The CUDA codes to compute the Bayes factors for model comparison and selection between GBM and HSV are donei, and in the simulation testing stage. With the time remaining for this project, new features will be added to HSV (another, even more highly-parallelizable particle filtering (namely, sequential Monte Carlo) method, will be used to solve the same filtering equations which are stochastic PDEs).
March 21, 2017
The Paleoscape Project for Studies of Modern Human Origins
Presenter(s): David O'Neal (PSC)
Principal Investigator(s): Curtis Marean. (Arizona State)
There is widespread consensus in human origins research (paleoanthropology) that the modern human lineage evolved in Africa and all modern humans are descended from that population. The archaeological record for the behavior of this crucial phase is richest in the southern African sub-region and particularly rich in the Cape. It has been hypothesized that the Cape, due to its uniquely rich coastal and terrestrial food resources, may have been the refuge region for the progenitor lineage of all modern humans during harsh global glacial phases.
During this phase of human origins, the economy was based entirely on hunting and gathering, and hunter-gatherer adaptations are tied to the way that climate and environment shape the food and technological resource base. For this reason human origins research recognizes the evolutionary significance of paleoclimate and paleoenvironment, and has a long tradition of engaging with climate and environmental scientists in an effort to understand if and how bio-behavioral evolution in the hominin line responded to climate change.

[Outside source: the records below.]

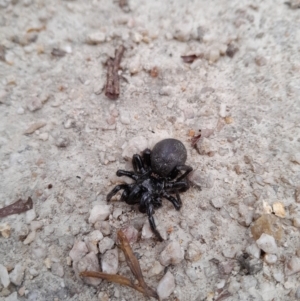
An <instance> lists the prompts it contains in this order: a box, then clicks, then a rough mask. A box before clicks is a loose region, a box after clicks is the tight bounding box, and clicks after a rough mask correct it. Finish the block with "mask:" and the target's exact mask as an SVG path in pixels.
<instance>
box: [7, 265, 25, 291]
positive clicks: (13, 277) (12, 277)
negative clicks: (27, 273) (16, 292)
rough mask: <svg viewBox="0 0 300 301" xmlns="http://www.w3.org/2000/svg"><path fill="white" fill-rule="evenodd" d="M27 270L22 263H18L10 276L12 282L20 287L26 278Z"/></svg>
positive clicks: (9, 275)
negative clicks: (23, 280)
mask: <svg viewBox="0 0 300 301" xmlns="http://www.w3.org/2000/svg"><path fill="white" fill-rule="evenodd" d="M24 271H25V268H24V267H23V265H22V264H21V263H17V264H16V266H15V268H14V269H13V271H12V272H11V273H10V274H9V278H10V281H11V282H12V283H13V284H14V285H16V286H20V285H21V284H22V281H23V278H24Z"/></svg>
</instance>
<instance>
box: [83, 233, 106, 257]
mask: <svg viewBox="0 0 300 301" xmlns="http://www.w3.org/2000/svg"><path fill="white" fill-rule="evenodd" d="M102 238H103V235H102V233H101V232H100V231H99V230H94V231H92V232H91V233H90V234H89V235H88V236H87V237H85V239H84V241H85V244H86V246H87V248H88V250H89V252H94V253H95V254H98V253H99V251H98V243H99V241H100V240H101V239H102Z"/></svg>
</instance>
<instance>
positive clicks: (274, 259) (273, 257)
mask: <svg viewBox="0 0 300 301" xmlns="http://www.w3.org/2000/svg"><path fill="white" fill-rule="evenodd" d="M264 260H265V262H266V263H268V264H274V263H276V262H277V256H276V255H274V254H265V256H264Z"/></svg>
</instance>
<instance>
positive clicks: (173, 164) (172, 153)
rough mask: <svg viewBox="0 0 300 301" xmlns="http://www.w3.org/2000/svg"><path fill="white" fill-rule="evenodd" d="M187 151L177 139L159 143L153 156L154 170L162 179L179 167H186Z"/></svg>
mask: <svg viewBox="0 0 300 301" xmlns="http://www.w3.org/2000/svg"><path fill="white" fill-rule="evenodd" d="M186 159H187V151H186V148H185V146H184V145H183V143H182V142H181V141H179V140H177V139H172V138H170V139H164V140H162V141H160V142H158V143H157V144H156V145H155V146H154V148H153V150H152V154H151V167H152V170H153V171H154V172H155V173H157V174H158V175H159V176H161V177H167V176H169V175H170V174H171V173H172V171H173V170H174V169H175V168H176V167H177V166H179V165H184V164H185V162H186Z"/></svg>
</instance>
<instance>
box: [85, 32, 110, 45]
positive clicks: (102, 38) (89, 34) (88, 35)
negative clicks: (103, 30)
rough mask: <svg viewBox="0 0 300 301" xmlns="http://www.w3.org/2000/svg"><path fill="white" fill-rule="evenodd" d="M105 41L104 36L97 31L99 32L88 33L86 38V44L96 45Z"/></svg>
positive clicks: (105, 35)
mask: <svg viewBox="0 0 300 301" xmlns="http://www.w3.org/2000/svg"><path fill="white" fill-rule="evenodd" d="M105 40H106V34H105V33H104V32H101V31H99V32H94V33H90V34H89V35H88V36H87V40H86V42H87V43H88V44H92V45H96V44H100V43H103V42H105Z"/></svg>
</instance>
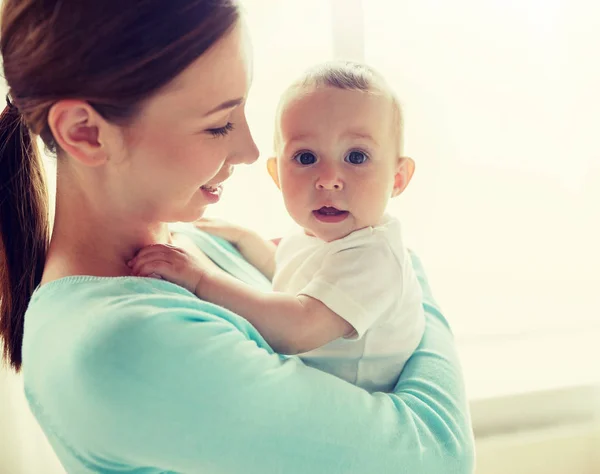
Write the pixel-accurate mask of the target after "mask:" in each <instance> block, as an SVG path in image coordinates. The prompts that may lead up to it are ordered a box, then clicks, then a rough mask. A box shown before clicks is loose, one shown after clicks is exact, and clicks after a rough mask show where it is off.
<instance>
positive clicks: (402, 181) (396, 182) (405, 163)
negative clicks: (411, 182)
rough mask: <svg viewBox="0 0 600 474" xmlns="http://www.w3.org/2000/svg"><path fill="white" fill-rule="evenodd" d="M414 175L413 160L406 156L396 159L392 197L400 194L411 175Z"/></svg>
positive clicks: (402, 191)
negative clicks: (393, 187) (395, 165)
mask: <svg viewBox="0 0 600 474" xmlns="http://www.w3.org/2000/svg"><path fill="white" fill-rule="evenodd" d="M414 173H415V160H413V159H412V158H409V157H408V156H401V157H400V158H398V165H397V168H396V174H395V175H394V188H393V189H392V197H396V196H398V195H399V194H402V192H404V190H405V189H406V186H408V183H410V180H411V179H412V176H413V174H414Z"/></svg>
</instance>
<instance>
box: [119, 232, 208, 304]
mask: <svg viewBox="0 0 600 474" xmlns="http://www.w3.org/2000/svg"><path fill="white" fill-rule="evenodd" d="M127 265H128V266H129V267H130V268H131V274H132V275H133V276H143V277H153V278H156V277H160V278H162V279H164V280H168V281H170V282H171V283H175V284H176V285H179V286H181V287H183V288H185V289H187V290H189V291H191V292H192V293H194V294H196V289H197V288H198V286H199V284H200V283H201V281H202V280H203V279H204V278H205V277H206V276H207V275H208V274H209V273H210V268H209V267H207V266H206V265H204V264H203V262H202V261H201V260H200V259H198V258H196V257H194V256H193V255H192V254H191V253H189V252H187V251H185V250H184V249H182V248H179V247H175V246H174V245H169V244H156V245H149V246H148V247H144V248H143V249H141V250H140V251H139V252H138V253H137V255H136V256H135V257H134V258H133V259H131V260H130V261H129V262H127Z"/></svg>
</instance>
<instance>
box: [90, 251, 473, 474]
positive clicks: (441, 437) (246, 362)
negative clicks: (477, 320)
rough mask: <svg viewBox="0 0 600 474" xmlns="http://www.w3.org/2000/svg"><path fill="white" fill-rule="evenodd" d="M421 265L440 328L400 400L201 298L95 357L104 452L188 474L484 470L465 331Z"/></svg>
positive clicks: (425, 303)
mask: <svg viewBox="0 0 600 474" xmlns="http://www.w3.org/2000/svg"><path fill="white" fill-rule="evenodd" d="M415 267H416V272H417V275H418V277H419V281H420V282H421V285H422V286H423V293H424V300H425V303H424V306H425V311H426V318H427V328H426V331H425V335H424V337H423V340H422V342H421V345H420V346H419V348H418V350H417V351H416V352H415V354H414V355H413V356H412V357H411V359H410V360H409V361H408V363H407V364H406V366H405V368H404V370H403V372H402V375H401V377H400V380H399V382H398V384H397V386H396V389H395V392H394V393H392V394H385V393H375V394H369V393H367V392H366V391H364V390H362V389H360V388H358V387H356V386H353V385H351V384H349V383H347V382H345V381H343V380H341V379H338V378H336V377H334V376H332V375H329V374H326V373H323V372H320V371H318V370H315V369H312V368H309V367H306V366H304V365H303V364H302V363H301V362H300V361H299V360H298V359H296V358H286V357H283V356H279V355H277V354H274V353H272V352H271V351H270V350H269V348H268V347H267V346H266V344H265V343H264V340H263V339H262V338H261V336H260V334H259V333H258V332H257V331H256V330H254V328H252V327H250V326H248V325H247V324H245V323H244V321H243V320H242V319H241V318H239V317H237V316H235V315H233V314H231V313H228V312H227V311H225V310H220V309H218V308H215V307H211V306H210V305H208V304H203V303H201V302H199V301H197V300H194V299H193V298H188V299H189V300H190V302H189V305H190V307H189V308H187V309H185V308H177V309H170V308H165V310H164V313H165V314H156V315H154V317H151V318H150V317H148V318H139V321H137V324H135V325H130V326H125V327H123V328H121V329H120V330H119V331H118V332H116V333H115V334H118V340H114V339H110V340H107V341H106V345H107V347H96V348H95V353H103V351H104V352H110V354H111V357H110V358H109V359H105V358H104V359H99V358H97V357H90V358H87V359H86V361H87V362H88V363H89V364H91V367H87V368H86V370H85V371H84V373H89V374H91V375H90V377H92V376H93V377H92V378H93V380H92V383H94V384H95V385H94V389H95V391H96V392H95V393H97V391H98V389H99V388H98V387H106V390H105V393H101V394H99V395H100V396H99V397H97V403H98V404H100V405H101V407H100V408H99V409H98V410H97V411H98V413H101V414H102V416H103V419H102V420H101V421H102V423H103V425H101V426H105V427H106V431H105V432H103V430H102V429H100V428H97V429H95V430H94V433H93V436H96V437H98V442H97V443H95V444H94V443H92V444H94V445H95V446H100V447H101V448H102V452H103V453H104V454H106V453H114V454H115V456H116V457H118V459H119V460H120V462H121V463H130V464H131V465H132V466H140V465H143V466H156V467H158V468H162V469H166V470H173V471H180V472H200V471H203V472H215V473H224V472H228V473H229V472H230V473H238V472H240V473H242V472H243V473H249V474H252V473H285V474H294V473H298V474H300V473H302V474H304V473H327V474H337V473H339V474H342V473H343V474H352V473H357V474H358V473H360V474H363V473H371V472H373V473H403V472H405V473H411V474H416V473H427V474H436V473H440V474H441V473H443V474H450V473H471V472H472V471H473V462H474V450H473V438H472V433H471V427H470V419H469V412H468V408H467V401H466V397H465V391H464V387H463V381H462V374H461V370H460V365H459V363H458V358H457V355H456V350H455V347H454V341H453V337H452V334H451V332H450V330H449V328H448V324H447V322H446V320H445V319H444V317H443V316H442V314H441V312H440V310H439V309H438V307H437V305H436V304H435V302H434V301H433V298H432V295H431V291H430V289H429V286H428V284H427V280H426V277H425V275H424V272H423V269H422V267H421V265H420V262H419V261H418V260H417V259H415ZM153 298H159V296H158V295H153ZM182 301H183V300H182ZM186 301H187V300H186ZM192 304H195V305H200V307H201V308H202V309H203V310H204V311H199V309H198V307H193V306H191V305H192ZM153 307H156V308H158V307H161V304H160V302H159V301H154V300H153ZM211 313H212V314H211ZM234 326H237V328H236V327H234ZM111 361H112V363H110V362H111ZM100 381H101V382H102V383H100ZM109 381H110V383H108V382H109ZM115 426H118V427H119V430H115V428H114V427H115ZM115 431H118V433H115ZM107 443H108V444H107Z"/></svg>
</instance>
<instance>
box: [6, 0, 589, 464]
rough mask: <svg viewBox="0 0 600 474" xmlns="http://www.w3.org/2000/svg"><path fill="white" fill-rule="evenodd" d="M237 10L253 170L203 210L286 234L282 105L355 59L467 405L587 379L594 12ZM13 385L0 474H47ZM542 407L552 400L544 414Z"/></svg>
mask: <svg viewBox="0 0 600 474" xmlns="http://www.w3.org/2000/svg"><path fill="white" fill-rule="evenodd" d="M244 4H245V7H246V10H247V17H248V23H249V26H250V30H251V34H252V37H253V43H254V50H255V58H254V83H253V87H252V90H251V95H250V98H249V103H248V116H249V117H248V118H249V121H250V125H251V129H252V131H253V133H254V136H255V139H256V141H257V144H258V146H259V148H260V150H261V158H260V159H259V161H258V163H256V164H255V165H252V166H250V167H240V168H238V169H237V170H236V173H235V175H234V177H233V178H232V179H231V180H230V181H229V182H228V183H227V186H226V189H225V193H224V196H223V199H222V202H221V203H219V204H218V205H216V206H214V207H213V208H212V209H211V210H210V211H209V213H208V215H212V216H219V217H222V218H226V219H229V220H232V221H236V222H238V223H242V224H245V225H247V226H249V227H252V228H254V229H256V230H258V231H259V232H261V233H262V234H263V235H264V236H265V237H274V236H279V235H282V234H283V233H285V232H286V231H288V230H289V228H290V227H291V226H292V224H293V223H292V222H291V221H290V219H289V218H288V216H287V215H286V213H285V209H284V207H283V204H282V201H281V199H280V196H279V192H278V191H277V189H276V188H275V186H274V185H273V184H272V183H271V181H270V179H269V178H268V175H267V173H266V170H265V160H266V158H267V157H268V156H270V154H271V151H272V150H271V142H272V131H273V122H274V111H275V106H276V103H277V100H278V96H279V94H280V92H281V91H282V90H283V89H284V88H285V87H286V85H287V84H288V83H289V82H290V81H292V80H293V79H294V78H295V77H296V76H297V75H298V74H300V73H301V72H302V71H303V70H304V69H305V68H306V67H308V66H311V65H313V64H314V63H316V62H319V61H323V60H326V59H330V58H333V57H337V58H340V57H341V58H348V59H359V60H360V59H362V60H365V61H366V62H368V63H369V64H371V65H372V66H374V67H376V68H377V69H379V70H380V71H381V72H382V73H383V74H384V75H385V76H386V77H387V79H388V81H389V83H390V84H391V85H392V87H393V88H394V89H395V91H396V92H397V94H398V96H399V97H400V99H401V101H402V103H403V105H404V110H405V122H406V146H405V151H406V153H407V154H408V155H410V156H412V157H413V158H414V159H415V160H416V162H417V172H416V174H415V177H414V179H413V182H412V183H411V185H410V186H409V188H408V190H407V191H406V192H405V194H403V195H402V196H400V197H399V198H397V199H395V200H394V201H393V202H392V203H391V205H390V209H389V211H390V212H391V213H392V214H394V215H396V216H398V217H399V218H400V219H401V220H402V222H403V223H404V229H405V239H406V242H407V244H408V245H409V246H410V247H411V248H413V249H415V250H416V251H417V253H418V254H419V256H420V257H421V258H422V260H423V262H424V265H425V268H426V270H427V273H428V276H429V279H430V283H431V284H432V287H433V290H434V294H435V296H436V298H437V299H438V301H439V303H440V304H441V306H442V308H443V310H444V313H445V314H446V315H447V317H448V318H449V319H450V321H451V324H452V327H453V329H454V332H455V334H456V335H457V340H458V343H459V349H460V353H461V357H462V362H463V366H464V370H465V377H466V380H467V387H468V390H469V395H470V398H471V399H472V400H473V401H474V402H475V401H477V400H482V399H486V400H496V399H501V398H502V397H508V396H513V395H515V394H527V393H534V392H536V391H540V390H547V389H550V388H552V389H557V390H559V389H560V390H562V389H563V388H565V387H575V386H581V385H586V384H590V383H591V382H593V381H594V379H595V378H597V377H598V370H597V363H598V362H599V361H600V360H599V359H600V358H599V357H598V347H599V345H600V292H599V291H598V290H597V286H598V283H599V282H600V278H599V277H598V269H599V268H600V250H599V249H598V244H597V242H600V225H599V221H600V219H599V217H600V118H599V112H600V92H599V89H598V84H600V62H599V61H598V51H599V50H600V20H599V19H600V4H599V3H598V2H595V1H593V0H569V1H567V0H546V1H542V0H519V1H517V0H477V1H476V0H456V1H454V2H447V1H442V0H419V1H418V2H414V1H412V2H411V1H391V0H362V1H361V0H329V1H325V0H246V1H245V2H244ZM50 169H51V168H50ZM51 181H52V179H51ZM5 377H8V376H6V375H5ZM9 385H10V384H8V383H6V380H5V381H4V382H3V381H2V374H0V398H2V393H3V391H4V393H6V394H7V395H6V396H5V397H4V400H9V401H11V403H12V405H8V404H6V403H1V404H0V406H3V407H4V408H3V410H4V412H0V419H2V422H0V440H1V439H7V440H8V434H7V433H8V430H9V429H10V426H11V424H10V423H11V422H12V423H13V425H12V426H17V427H18V428H19V429H20V431H17V432H18V433H22V434H21V435H20V436H21V437H20V438H19V440H18V441H17V440H14V439H13V440H12V446H13V448H12V449H9V448H8V447H9V446H11V441H10V440H8V444H6V443H4V446H5V448H2V447H0V459H12V460H13V465H12V466H13V467H12V468H11V469H10V471H3V467H2V466H3V465H5V464H3V462H2V461H0V472H11V473H33V472H50V470H49V469H50V468H49V467H48V466H49V464H48V463H51V461H50V460H49V459H50V458H49V457H45V456H46V455H45V454H41V451H40V449H42V448H40V447H39V446H40V445H39V434H28V433H35V430H32V428H31V427H30V425H29V423H30V421H29V420H26V418H27V416H26V414H25V412H24V409H23V406H24V405H23V403H22V400H20V399H19V395H15V393H16V391H18V389H17V390H16V391H15V390H12V389H11V388H10V387H9ZM15 386H17V387H18V381H17V382H15ZM561 393H562V392H561ZM561 397H562V395H561ZM561 397H558V398H556V400H558V402H556V403H560V400H563V404H565V406H567V407H569V406H570V405H569V403H571V402H569V400H572V398H569V395H565V396H564V397H562V398H561ZM553 400H555V399H553ZM0 402H2V400H0ZM533 405H534V406H541V405H540V404H539V403H533ZM571 405H572V403H571ZM578 406H581V404H580V403H578ZM7 407H8V408H7ZM11 407H12V408H11ZM544 410H546V411H545V412H544ZM555 411H556V404H555V403H554V402H553V404H552V405H551V406H550V407H549V408H544V409H542V411H541V412H540V414H539V416H541V419H545V418H544V417H545V416H546V414H547V415H548V416H550V412H555ZM5 412H6V413H5ZM509 412H510V410H509ZM503 413H504V412H503ZM11 414H12V419H11ZM17 415H18V416H17ZM510 416H511V415H510V413H509V415H507V416H506V417H504V418H505V420H506V419H508V418H510ZM19 417H20V418H19ZM6 420H8V422H9V423H8V424H7V422H6ZM19 420H21V421H19ZM23 420H25V421H23ZM475 421H476V422H477V420H475ZM482 426H483V425H482ZM3 427H5V428H6V429H5V428H3ZM482 429H490V428H489V426H487V425H486V426H483V428H482ZM3 430H4V432H3ZM36 443H38V444H36ZM17 447H18V448H17ZM2 449H4V450H5V452H4V453H2ZM42 452H43V449H42ZM509 456H510V454H509ZM579 457H580V458H581V456H579ZM26 460H27V461H28V462H29V464H27V463H26V462H25V461H26ZM19 463H21V464H19ZM32 463H33V464H32ZM40 466H43V467H44V469H43V470H40ZM490 472H491V471H490ZM573 472H574V471H573Z"/></svg>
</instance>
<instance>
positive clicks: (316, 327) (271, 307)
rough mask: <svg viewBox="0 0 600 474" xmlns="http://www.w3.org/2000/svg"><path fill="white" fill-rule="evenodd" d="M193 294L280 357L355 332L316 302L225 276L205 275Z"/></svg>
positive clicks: (320, 344)
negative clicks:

This XSEDE ECSS project implements the following workflow:
1) run a South African regional climate model to hindcast the climate parameters needed to project vegetation and other resources into the past, 2) run vegetation projections from these climate projections, and 3) run multiple agent-based simulations of the foragers on the these ancient paleoscapes. This unique endeavor is made possible by an unprecedented collaboration of scientists from several countries and many disciplines.